The Vice President founds a new party
Vice President Saulos Chilima founds a new party under the name United Transformation Movement (UTM). Chilima states that UTM will fight unemployment and corruption. Joining the party are some other prominent figures such as Parliamentary Speaker Richard Msowoya.
President Mutharika in corruption scandal
The country’s largest opposition party The Malawi Congress Party (MCP) joins several organizations demanding the resignation of President Peter Mutharika. Mutharika is accused of receiving a large bribe from a food company, Pioneer Investments, which was awarded government contracts. Shortly after the company was paid the equivalent of $ 3.8 million to deliver food to the country’s police force, a sum equivalent to $ 200,000 was deposited into an account written by the president. Mutharika dismisses the accusations he dismisses as “fake news” spreading to undermine his position ahead of next year’s presidential election. Malawi’s two largest newspapers have reported the allegations and cited a report that leaked from the country’s anti-corruption authority.

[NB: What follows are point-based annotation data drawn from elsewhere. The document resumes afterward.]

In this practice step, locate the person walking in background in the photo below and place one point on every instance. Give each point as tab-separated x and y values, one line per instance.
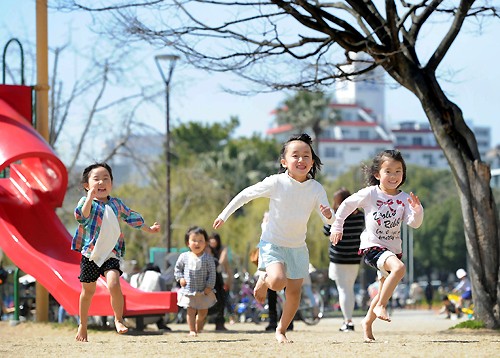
385	208
429	294
221	255
195	272
463	288
344	258
149	280
101	242
294	195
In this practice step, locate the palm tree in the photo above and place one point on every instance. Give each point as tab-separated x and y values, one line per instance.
307	110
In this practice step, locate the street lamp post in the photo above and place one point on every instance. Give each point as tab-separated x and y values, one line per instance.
170	60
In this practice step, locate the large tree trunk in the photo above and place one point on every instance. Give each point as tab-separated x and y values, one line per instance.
472	178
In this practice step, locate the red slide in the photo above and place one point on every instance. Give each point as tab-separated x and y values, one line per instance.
31	234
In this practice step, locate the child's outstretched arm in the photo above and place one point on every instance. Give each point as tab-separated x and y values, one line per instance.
416	215
152	229
326	211
414	201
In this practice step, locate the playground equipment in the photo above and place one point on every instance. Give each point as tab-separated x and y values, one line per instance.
33	183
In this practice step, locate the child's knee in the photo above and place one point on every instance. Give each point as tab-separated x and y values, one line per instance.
276	283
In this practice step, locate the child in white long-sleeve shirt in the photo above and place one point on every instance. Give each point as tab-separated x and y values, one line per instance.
386	208
294	195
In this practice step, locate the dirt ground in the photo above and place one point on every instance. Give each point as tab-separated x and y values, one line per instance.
412	333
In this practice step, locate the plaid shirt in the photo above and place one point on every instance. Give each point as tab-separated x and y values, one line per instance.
199	272
88	229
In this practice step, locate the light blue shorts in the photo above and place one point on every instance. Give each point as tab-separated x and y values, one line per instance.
295	260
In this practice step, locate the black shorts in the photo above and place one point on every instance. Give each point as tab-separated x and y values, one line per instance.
90	272
372	254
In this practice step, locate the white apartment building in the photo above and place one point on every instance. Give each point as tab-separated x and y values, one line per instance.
362	132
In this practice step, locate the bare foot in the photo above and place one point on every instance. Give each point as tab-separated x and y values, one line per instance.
281	337
81	334
367	332
120	326
260	290
381	313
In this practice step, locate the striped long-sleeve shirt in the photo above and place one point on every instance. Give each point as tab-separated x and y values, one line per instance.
346	251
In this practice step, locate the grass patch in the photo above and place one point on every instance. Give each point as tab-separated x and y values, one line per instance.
471	324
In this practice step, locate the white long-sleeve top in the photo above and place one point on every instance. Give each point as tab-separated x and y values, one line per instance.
384	215
291	204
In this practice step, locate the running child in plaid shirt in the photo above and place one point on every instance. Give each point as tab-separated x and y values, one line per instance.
100	241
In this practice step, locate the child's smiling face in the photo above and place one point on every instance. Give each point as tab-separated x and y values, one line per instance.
298	160
197	243
100	179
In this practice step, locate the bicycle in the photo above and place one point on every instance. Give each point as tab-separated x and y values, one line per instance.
467	309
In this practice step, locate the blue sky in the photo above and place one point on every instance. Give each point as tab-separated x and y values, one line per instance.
472	61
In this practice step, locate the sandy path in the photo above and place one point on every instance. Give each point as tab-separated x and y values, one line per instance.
410	334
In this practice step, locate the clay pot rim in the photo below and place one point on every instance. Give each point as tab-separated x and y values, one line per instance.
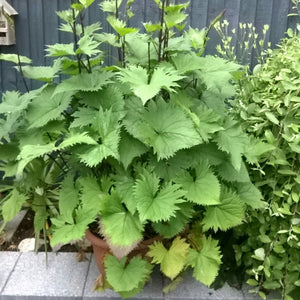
97	241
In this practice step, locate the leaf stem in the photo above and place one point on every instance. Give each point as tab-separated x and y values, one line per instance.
160	36
21	72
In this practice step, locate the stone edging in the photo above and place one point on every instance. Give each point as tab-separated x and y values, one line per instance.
26	276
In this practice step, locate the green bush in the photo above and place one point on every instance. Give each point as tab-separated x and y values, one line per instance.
144	147
268	104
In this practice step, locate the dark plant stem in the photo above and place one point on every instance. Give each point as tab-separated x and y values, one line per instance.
76	40
161	33
54	160
89	68
149	58
21	72
123	52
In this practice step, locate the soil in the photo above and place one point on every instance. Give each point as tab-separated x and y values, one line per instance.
25	230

The Vice President jumps off in protest
Vice President Saulos Chilima announces that he is leaving the ruling DPP in protest against corruption and nepotism under President Mutharika’s rule. However, he stays as Vice President and President Mutharika has no power to dismiss Chilima.
Within the DPP, a crack occurred in which a group formed around Chilima and tried to persuade him to challenge Mutharika about the party leadership. None of this will now happen, but Chilima is holding the door open for candidacy in the 2019 presidential election.
Mnangagwe visits Beijing
President Mnangagwa visits Beijing and is welcomed by China’s President Xi Jinping, who calls him “an old friend of China”. Mnangagwa received his military training in China in the 1960s when China provided guerrillas in Zimbabwe with weapons and training. China supported Zimbabwe’s ex-President Mugabe throughout the years when it came into conflict with the West and China is one of Zimbabwe’s largest trading partners. Xi Jinping now promises to work for continued good cooperation with Mnangagwe. The two presidents sign six cooperation agreements as well as an agreement on emergency food assistance to Zimbabwe.
Band back from exile
Former President Joyce Banda comes home to Malawi after living in exile since 2014 when she fled the country, accused of being involved in the big corruption legacy of cashgate (see September 2013). Banda says she is not afraid of being arrested even though she still has an arrest warrant hanging over her. A police spokesman confirms that the arrest warrant is in effect but does not want to say whether Banda will be arrested or not. Earlier in the year, the National Anti-Corruption Unit announced that it had found no evidence against Banda.
Government critics demonstrate
Thousands of people walk out and demonstrate in six cities in protest against corruption and other abuses under President Mutharika’s rule. Despite threats from Mutharika’s supporters to disrupt the demonstrations, everything is calm. This is the first time that hostile manifestations have been held across the country since 2011 when 20 people were shot dead by police during a protest wave aimed at the government.
Free Trade Agreement in Africa
Malawi is one of 44 countries to sign a Free Trade Agreement at the African Union Summit in Rwanda. The agreement must be ratified at the national level before the AFCFTA free trade area can become a reality, but it is seen as a historically important step towards increased trade exchange within Africa.